- Born: December 4, 1929 Stryj, Poland
- Died: March 8, 1993 (aged 63) New Jersey, U.S.

= Solomon J. Buchsbaum =

Polish-American physicist

Solomon J. Buchsbaum (December 4, 1929 – March 8, 1993) was a Polish American physicist and technologist, best known as chair of the White House Science Council under Presidents Ronald Reagan and George H. W. Bush, and as a senior executive at Bell Laboratories.

==Biography==
Born in Stryj, Poland, Buchsbaum's parents and youngest sister were murdered in the Holocaust. He and his other sister escaped capture by the Nazis and made their way to Warsaw, where he was protected in a Catholic orphanage.
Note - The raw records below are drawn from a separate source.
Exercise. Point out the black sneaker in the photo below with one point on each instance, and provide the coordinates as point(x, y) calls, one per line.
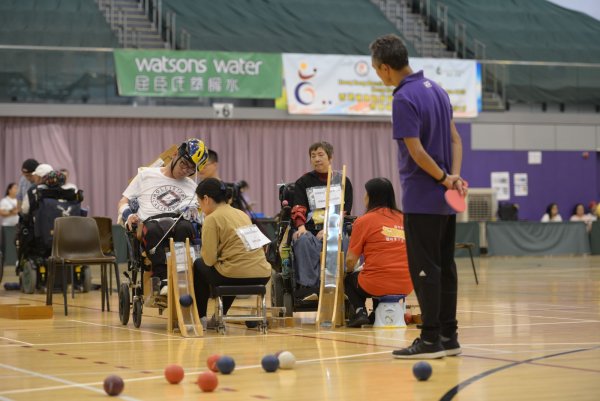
point(359, 319)
point(452, 347)
point(420, 350)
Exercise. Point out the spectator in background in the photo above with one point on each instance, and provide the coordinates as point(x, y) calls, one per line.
point(552, 214)
point(8, 206)
point(66, 173)
point(37, 177)
point(27, 180)
point(580, 215)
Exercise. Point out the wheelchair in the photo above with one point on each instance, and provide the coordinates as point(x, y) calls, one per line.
point(285, 290)
point(34, 237)
point(132, 294)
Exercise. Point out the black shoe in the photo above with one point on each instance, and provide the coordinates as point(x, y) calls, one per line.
point(451, 346)
point(420, 350)
point(359, 319)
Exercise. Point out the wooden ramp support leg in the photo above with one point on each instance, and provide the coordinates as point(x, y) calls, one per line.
point(181, 283)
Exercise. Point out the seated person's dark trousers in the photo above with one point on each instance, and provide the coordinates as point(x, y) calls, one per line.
point(205, 276)
point(356, 295)
point(154, 231)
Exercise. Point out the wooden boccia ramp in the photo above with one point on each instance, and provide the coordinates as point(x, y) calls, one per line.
point(183, 319)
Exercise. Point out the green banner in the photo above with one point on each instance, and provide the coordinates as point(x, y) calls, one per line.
point(167, 73)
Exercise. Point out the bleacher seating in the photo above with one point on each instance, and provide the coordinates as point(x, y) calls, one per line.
point(77, 23)
point(291, 26)
point(533, 30)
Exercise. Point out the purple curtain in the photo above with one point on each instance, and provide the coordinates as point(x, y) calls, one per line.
point(103, 154)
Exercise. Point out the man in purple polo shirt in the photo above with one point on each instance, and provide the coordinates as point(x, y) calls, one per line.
point(429, 160)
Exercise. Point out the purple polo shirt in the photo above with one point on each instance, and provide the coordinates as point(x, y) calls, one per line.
point(421, 109)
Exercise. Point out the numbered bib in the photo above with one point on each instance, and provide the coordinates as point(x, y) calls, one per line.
point(317, 196)
point(252, 237)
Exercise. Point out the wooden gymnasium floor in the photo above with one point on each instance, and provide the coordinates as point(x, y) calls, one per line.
point(530, 330)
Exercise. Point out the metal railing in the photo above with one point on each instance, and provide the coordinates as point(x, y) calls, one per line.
point(129, 36)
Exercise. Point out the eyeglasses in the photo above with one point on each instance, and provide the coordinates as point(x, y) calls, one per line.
point(186, 166)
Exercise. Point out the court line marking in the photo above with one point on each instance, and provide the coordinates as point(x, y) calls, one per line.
point(57, 379)
point(16, 341)
point(139, 379)
point(529, 324)
point(517, 314)
point(449, 395)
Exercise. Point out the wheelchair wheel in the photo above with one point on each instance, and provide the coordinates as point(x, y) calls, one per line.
point(124, 304)
point(276, 289)
point(28, 277)
point(288, 302)
point(137, 312)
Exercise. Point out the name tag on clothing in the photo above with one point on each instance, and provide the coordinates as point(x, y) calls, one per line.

There he recited Mass and became an altar boy. After the war, as a teenager, Buchsbaum made his way to Canada where he learned English and found a job in a hat factory. With no previous formal training, he won a scholarship to McGill University in physics and mathematics, there earning a bachelor's degree in 1952, and a master's degree a year later. He received his Ph.D. from MIT in 1957.

Buchsbaum's career at Bell began as a researcher on gaseous and solid plasmas in 1958. Rising through the ranks, he became vice president in charge of technology systems in 1979. In his 35 years at Bell Labs, he published 50 articles and was awarded 8 patents. Nobel Laureate Arno Penzias called him the "vice president in charge of everything else," meaning everything that was not directly phone company business.

Buchsbaum's career as a Presidential advisor began with his membership on President Nixon's Science Advisory Committee and continued with President Ford's Committee on Science and Technology. Under Presidents Reagan and George H. W. Bush he was chair of the corresponding committees. He was chairman of the Defense Science Board from 1972 to 1977.

Among other boards, Buchsbaum served on those of MIT, Stanford University, the Rand Corporation, Draper Laboratory, and the Argonne and Sandia National Laboratories.

Buchsbaum's honors included the National Medal of Science (from President Reagan) and various defense and energy department medals.

He died in 1993, in New Jersey, of multiple myeloma, after receiving a bone marrow transplant and spending more than a month in a germ-free "bubble", equipped with a telephone and fax machine so that he could conduct "business as usual".